Intuition of the convergence of sample ACF

Question

One of the problems in Brockwell and Davis book about time series is to show that

1) if \begin{equation} x_t = a + b t \end{equation} then the sample autocorrelation ($\hat{\rho}(h)$) converges to 1 as the sample size tends to infinity for $h \geq 1$.

2) if \begin{equation} x_t = a \text{cos}(\omega t) \end{equation} then the sample autocorrelation ($\hat{\rho}(h)$) converges to $\text{cos}(\omega h)$ as the sample size tends to infinity, where $a \neq 0$ and $\omega \in [-\pi, \pi)$.

I can prove these two results, but what is the message this question is trying to give?

Answer 1

Referring to the first case, since x is a simple trend it increases linearly as a function of b.
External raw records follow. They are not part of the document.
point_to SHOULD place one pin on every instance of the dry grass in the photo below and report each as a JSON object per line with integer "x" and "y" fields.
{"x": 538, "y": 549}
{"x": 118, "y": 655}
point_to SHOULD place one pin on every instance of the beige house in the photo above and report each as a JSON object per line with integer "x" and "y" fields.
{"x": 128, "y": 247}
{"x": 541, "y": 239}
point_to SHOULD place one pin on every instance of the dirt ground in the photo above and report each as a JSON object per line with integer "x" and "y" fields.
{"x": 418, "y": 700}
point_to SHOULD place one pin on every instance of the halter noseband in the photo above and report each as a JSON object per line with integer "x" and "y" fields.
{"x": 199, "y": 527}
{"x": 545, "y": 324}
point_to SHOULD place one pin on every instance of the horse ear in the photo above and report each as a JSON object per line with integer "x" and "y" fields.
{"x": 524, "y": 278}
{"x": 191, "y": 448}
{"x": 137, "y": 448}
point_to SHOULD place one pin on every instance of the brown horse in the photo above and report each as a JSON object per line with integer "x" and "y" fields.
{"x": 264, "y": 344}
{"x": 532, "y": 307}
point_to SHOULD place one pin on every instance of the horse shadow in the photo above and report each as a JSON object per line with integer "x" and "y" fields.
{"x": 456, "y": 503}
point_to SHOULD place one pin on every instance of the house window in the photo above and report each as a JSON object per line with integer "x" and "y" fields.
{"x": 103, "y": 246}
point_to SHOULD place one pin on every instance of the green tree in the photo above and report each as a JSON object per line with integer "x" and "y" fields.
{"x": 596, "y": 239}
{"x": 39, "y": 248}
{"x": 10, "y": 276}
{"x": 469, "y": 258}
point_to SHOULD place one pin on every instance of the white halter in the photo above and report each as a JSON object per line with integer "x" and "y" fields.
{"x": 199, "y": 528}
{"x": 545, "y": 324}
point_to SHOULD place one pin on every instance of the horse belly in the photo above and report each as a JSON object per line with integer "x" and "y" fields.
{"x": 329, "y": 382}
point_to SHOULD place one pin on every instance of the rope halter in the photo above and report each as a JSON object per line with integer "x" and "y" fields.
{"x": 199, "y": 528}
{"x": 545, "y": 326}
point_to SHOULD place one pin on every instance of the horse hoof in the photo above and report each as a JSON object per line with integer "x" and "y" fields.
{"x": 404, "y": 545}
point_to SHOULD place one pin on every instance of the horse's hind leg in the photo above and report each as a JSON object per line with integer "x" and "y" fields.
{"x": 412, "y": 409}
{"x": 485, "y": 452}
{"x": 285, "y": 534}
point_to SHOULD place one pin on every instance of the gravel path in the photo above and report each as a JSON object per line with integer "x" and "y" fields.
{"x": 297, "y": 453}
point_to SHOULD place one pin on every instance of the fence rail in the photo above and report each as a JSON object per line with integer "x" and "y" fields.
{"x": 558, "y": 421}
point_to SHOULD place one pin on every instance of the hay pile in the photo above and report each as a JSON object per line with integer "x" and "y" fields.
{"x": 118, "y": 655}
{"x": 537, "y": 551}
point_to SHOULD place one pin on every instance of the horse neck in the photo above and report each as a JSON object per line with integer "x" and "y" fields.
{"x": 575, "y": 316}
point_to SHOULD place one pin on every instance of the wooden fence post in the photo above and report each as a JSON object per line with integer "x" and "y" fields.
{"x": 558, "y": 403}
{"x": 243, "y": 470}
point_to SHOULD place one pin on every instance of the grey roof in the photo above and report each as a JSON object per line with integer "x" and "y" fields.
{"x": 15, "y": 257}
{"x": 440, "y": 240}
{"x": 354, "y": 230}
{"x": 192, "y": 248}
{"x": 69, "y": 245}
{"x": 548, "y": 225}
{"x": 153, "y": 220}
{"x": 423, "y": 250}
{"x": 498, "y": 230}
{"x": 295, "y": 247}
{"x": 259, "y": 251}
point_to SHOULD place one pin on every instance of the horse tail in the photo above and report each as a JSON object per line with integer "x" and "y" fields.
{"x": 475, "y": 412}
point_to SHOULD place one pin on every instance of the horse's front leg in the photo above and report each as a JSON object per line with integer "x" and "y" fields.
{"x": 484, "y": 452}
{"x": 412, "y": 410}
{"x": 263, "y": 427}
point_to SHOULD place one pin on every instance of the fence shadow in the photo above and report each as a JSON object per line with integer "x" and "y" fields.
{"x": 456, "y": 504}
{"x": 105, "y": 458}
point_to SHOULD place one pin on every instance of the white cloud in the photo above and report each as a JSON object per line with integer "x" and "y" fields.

That is: $x_t=x_{t-1}+b$. So it is a perfectly predictable process where the first difference is deterministic and equal to b. It is a unit root process and as such it has perfect memory about all its past values because each $x_t$ depends on $x_{t-1}$ which on its turn depends on $x_{t-2}$, etc.. so it is just a sum of deterministic terms over time. So it has a perfect memory of all its past values. So logically the autocorr must be one at any lag.

Hint: try to write the autocorr function for a AR process and set the AR coefficuent to 1 (if you drop the white noise to substitute it with an intercept b and set the AR coeff ti 1 then you get exactly this non-stationary deterministic trend, so you get the same process!). For an AR process the autocorr at k lags is $\phi ^{k}$ so if $\phi =1$ then the autocorr will be always 1 regardless k.